DIGITAL LIBRARY
QUALITY ASSURANCE IN HIGHER EDUCATION: THE ROLE OF ARTIFICIAL INTELLIGENCE
1 Forman Christian College ( A Chartered University) (PAKISTAN)
2 Pakistan Pharmacy Council (PCP) (PAKISTAN)
About this paper:
Appears in: EDULEARN25 Proceedings
Publication year: 2025
Page: 9209 (abstract only)
ISBN: 978-84-09-74218-9
ISSN: 2340-1117
doi: 10.21125/edulearn.2025.2372
Conference name: 17th International Conference on Education and New Learning Technologies
Dates: 30 June-2 July, 2025
Location: Palma, Spain
Abstract:
Quality assurance (QA) in higher education is essential for maintaining academic excellence, accountability, and continuous improvement. The advent of Artificial Intelligence (AI) has revolutionized QA processes, offering innovative solutions to traditional challenges. This paper examines the positive impact of AI in enhancing quality assurance within higher education institutions.

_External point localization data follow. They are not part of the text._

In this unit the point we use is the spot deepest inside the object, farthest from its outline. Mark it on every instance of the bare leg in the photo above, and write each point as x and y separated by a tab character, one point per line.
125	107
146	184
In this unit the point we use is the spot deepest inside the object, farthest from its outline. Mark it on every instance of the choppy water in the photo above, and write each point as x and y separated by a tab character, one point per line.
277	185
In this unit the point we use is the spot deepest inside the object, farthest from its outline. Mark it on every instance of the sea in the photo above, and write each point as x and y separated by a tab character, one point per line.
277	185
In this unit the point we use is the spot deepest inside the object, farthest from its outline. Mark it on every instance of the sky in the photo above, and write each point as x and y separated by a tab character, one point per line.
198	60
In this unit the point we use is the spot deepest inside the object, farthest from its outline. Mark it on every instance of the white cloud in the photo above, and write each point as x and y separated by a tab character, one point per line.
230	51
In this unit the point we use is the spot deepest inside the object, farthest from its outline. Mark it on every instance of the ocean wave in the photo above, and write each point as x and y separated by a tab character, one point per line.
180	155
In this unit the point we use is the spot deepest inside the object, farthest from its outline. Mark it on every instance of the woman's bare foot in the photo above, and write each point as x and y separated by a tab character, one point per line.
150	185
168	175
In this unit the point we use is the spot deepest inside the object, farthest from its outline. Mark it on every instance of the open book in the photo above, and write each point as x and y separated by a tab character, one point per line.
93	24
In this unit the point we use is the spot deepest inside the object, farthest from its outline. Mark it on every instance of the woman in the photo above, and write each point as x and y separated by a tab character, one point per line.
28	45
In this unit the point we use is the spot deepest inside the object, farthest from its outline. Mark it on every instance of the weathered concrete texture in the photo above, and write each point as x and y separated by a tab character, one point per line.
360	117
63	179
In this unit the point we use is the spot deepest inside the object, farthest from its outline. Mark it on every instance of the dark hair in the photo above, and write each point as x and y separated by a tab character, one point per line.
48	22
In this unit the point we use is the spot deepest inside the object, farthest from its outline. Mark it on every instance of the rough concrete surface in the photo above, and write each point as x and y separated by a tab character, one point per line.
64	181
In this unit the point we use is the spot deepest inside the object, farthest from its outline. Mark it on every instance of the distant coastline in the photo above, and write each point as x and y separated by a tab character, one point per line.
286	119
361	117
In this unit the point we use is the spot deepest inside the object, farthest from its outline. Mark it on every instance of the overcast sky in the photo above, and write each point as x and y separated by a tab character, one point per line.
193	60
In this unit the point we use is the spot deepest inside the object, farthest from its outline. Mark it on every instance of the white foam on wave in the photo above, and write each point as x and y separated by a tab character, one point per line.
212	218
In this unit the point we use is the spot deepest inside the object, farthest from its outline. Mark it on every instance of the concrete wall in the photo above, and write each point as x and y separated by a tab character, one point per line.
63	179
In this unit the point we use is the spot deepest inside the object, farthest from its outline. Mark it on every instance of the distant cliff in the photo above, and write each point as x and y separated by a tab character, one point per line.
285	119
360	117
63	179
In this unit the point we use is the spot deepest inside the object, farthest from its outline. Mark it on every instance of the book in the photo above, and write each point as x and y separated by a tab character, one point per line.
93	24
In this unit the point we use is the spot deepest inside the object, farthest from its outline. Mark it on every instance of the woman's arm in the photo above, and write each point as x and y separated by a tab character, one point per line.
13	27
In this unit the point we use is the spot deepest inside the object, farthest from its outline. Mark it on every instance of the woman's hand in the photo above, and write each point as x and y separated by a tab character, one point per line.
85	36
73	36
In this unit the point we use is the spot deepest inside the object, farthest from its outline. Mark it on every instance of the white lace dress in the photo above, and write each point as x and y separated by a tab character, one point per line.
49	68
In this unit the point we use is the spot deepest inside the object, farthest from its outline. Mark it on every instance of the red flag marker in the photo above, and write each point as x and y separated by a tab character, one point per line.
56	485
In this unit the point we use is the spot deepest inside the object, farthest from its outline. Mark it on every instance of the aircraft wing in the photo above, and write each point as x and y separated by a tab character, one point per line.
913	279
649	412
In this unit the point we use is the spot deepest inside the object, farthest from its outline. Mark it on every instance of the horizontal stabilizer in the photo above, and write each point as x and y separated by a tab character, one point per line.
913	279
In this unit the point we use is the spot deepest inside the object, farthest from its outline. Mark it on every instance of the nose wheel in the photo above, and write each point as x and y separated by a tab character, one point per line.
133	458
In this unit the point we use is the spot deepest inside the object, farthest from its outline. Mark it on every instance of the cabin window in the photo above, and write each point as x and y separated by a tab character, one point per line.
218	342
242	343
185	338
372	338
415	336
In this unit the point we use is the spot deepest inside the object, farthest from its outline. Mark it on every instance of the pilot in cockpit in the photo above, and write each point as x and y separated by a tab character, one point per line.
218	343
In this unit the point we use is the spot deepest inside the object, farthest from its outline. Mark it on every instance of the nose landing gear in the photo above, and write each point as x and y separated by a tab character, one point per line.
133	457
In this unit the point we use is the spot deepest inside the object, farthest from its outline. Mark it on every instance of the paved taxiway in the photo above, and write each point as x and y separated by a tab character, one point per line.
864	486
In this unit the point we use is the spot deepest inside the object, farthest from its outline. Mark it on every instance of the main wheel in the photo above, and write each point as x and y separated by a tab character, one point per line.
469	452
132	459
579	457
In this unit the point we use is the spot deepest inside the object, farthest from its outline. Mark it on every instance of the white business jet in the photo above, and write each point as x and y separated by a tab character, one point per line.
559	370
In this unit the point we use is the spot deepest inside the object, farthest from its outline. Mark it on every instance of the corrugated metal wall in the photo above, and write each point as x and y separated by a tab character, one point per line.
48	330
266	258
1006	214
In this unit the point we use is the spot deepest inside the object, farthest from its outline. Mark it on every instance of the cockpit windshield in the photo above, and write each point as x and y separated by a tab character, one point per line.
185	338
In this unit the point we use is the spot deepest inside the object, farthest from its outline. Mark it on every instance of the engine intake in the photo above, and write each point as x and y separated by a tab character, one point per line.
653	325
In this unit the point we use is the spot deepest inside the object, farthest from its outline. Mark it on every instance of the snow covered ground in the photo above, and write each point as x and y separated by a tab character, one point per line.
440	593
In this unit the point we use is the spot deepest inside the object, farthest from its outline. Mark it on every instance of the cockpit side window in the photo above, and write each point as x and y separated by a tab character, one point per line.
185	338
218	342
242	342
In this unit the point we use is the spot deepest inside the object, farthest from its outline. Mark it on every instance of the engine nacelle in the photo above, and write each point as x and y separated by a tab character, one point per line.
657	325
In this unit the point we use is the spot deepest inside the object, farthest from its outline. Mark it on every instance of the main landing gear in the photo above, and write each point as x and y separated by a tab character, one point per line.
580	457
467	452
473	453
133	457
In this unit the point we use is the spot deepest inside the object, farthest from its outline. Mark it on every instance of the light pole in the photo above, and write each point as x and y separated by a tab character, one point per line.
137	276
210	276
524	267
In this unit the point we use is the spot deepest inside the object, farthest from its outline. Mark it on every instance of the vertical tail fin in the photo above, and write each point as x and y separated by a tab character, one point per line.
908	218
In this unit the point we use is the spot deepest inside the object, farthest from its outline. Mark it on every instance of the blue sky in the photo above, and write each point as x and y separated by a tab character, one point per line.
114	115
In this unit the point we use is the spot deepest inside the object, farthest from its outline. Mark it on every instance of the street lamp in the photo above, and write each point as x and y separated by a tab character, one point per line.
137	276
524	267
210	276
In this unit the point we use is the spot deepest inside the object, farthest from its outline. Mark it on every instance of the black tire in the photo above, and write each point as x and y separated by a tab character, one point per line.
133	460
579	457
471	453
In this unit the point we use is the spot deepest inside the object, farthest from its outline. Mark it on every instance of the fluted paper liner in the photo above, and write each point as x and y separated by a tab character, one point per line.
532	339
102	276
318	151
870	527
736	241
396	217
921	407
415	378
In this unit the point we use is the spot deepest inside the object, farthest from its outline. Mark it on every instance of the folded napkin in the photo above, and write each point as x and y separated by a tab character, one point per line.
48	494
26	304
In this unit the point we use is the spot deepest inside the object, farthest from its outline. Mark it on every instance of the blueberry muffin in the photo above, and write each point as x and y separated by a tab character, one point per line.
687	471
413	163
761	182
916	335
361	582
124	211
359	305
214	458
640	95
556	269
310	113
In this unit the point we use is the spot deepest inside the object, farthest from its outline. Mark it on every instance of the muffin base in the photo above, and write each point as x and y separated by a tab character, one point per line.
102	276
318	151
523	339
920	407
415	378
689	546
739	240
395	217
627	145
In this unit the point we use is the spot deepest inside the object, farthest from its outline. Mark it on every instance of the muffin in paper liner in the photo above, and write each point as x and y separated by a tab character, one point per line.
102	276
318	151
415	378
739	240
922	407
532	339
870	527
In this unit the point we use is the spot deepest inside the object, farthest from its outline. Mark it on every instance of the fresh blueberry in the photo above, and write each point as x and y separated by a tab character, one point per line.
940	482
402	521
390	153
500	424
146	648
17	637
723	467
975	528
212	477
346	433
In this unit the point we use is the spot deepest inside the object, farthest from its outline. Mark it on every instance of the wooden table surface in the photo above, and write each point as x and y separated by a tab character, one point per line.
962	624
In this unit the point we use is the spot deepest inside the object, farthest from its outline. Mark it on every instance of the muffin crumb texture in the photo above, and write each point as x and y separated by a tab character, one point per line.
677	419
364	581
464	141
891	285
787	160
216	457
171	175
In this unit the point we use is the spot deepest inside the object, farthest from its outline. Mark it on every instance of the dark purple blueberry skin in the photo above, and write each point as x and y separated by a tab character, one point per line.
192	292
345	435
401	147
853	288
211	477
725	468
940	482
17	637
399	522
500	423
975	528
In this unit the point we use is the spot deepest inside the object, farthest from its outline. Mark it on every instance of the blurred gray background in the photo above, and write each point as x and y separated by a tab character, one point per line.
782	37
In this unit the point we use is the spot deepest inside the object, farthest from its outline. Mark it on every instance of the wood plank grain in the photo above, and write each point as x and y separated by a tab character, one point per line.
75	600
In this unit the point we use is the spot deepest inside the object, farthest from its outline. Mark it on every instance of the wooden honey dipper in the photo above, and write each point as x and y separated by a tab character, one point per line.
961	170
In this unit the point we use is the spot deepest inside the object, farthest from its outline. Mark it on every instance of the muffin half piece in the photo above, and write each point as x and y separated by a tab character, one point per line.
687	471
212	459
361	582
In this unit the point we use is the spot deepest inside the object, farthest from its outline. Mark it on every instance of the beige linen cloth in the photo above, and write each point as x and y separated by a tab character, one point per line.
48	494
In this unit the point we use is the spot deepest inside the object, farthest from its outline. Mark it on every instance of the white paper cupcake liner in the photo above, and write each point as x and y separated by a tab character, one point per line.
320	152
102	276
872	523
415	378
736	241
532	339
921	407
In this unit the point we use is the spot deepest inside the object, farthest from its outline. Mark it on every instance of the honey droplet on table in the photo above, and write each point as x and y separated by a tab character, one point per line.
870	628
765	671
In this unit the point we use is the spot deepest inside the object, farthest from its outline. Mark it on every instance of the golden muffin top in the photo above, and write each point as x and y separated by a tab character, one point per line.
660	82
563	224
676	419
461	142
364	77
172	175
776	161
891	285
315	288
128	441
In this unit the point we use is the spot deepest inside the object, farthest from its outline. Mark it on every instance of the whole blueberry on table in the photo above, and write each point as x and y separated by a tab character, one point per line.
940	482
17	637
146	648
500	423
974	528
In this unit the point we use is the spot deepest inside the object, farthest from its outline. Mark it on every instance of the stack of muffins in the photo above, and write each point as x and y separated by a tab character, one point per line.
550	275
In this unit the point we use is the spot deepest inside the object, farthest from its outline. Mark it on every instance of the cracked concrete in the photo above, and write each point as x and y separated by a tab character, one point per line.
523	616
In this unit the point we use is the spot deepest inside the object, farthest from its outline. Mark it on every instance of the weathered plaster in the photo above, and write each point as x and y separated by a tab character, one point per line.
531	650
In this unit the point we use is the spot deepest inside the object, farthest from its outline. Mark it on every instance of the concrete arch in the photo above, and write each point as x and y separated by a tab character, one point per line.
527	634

This study employs a mixed-methods approach, integrating qualitative and quantitative research. Data was collected through literature review, case studies of institutions implementing AI-driven QA, and expert interviews. Surveys and analytics assessed AI’s impact on accreditation, assessment, feedback mechanisms, and student engagement.

Findings indicate that AI-driven tools significantly improve accreditation, assessment, and feedback by automating data analysis, detecting patterns, and predicting areas for enhancement. Machine learning algorithms support adaptive learning, ensuring personalized educational experiences and increased student engagement. AI-powered chatbots and virtual assistants enhance student support services by providing timely academic and administrative guidance. Additionally, AI-driven plagiarism detection and automated grading systems enhance academic integrity and efficiency in assessments.

AI integration fosters data-driven decision-making, enabling institutions to monitor performance metrics with precision. Predictive analytics assist in identifying at-risk students, allowing timely interventions to improve retention and success rates. Faculty development is also enhanced through AI-driven personalized training recommendations and automated feedback systems.

This paper highlights best practices and case studies of AI-driven QA implementations, offering insights into future possibilities. By strategically adopting AI, higher education institutions can strengthen quality assurance mechanisms, promoting innovation and excellence in academic and administrative domains.
Keywords:
Quality Assurance, Higher Education, Artificial Intelligence, Academic Integrity, Predictive Analytics, Student Success, Accreditation.